OBJECTIVES: Patient-reported outcomes (PRO) assessing health-related quality of life (HRQoL) are important outcome measures, especially in Legg-Calvé-Perthes disease (LCPD) where symptoms (pain and limping), activity restrictions, and treatments vary depending on the stage of the disease. The purpose of this study was to investigate the validity of the Patient-reported Outcomes Measurement Information System (PROMIS) for measuring HRQoL of patients with LCPD in various stages of the disease. METHODS: This is a multicenter validity study. Patients with LCPD between 4 and 18 years old were included and classified into modified Waldenström stages of disease: Early (1 or 2A), Late (2B or 3), or Healed (4).

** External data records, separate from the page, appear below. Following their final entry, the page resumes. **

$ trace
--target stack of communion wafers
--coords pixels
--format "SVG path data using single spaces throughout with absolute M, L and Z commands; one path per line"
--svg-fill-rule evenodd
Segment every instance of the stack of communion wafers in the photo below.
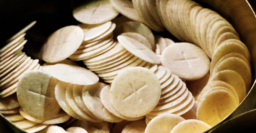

Seven PROMIS domains were collected, including Pain Interference, Fatigue, Mobility, Depression, Anger, Anxiety, and Peer Relationships. Convergent, discriminant, and known group validity was determined. RESULTS: A total of 190 patients were included (mean age: 10.4±3.1 y). All 7 domains showed the worst scores in patients in the Early stage (known group validity). Within each domain, all domains positively correlated to each other (convergent validity). Patients who reported more anxiety, depression, and anger were associated with decreased mobility and increased fatigue and pain. Peer relationships had no to weak associations with other domains (discriminant validity). CONCLUSIONS: PROMIS has construct validity in measuring the HRQoL of patients in different stages of LCPD, suggesting that PROMIS has potential to serve as a patient-reported outcome tool for this population. LEVEL OF EVIDENCE: Diagnostic level III study.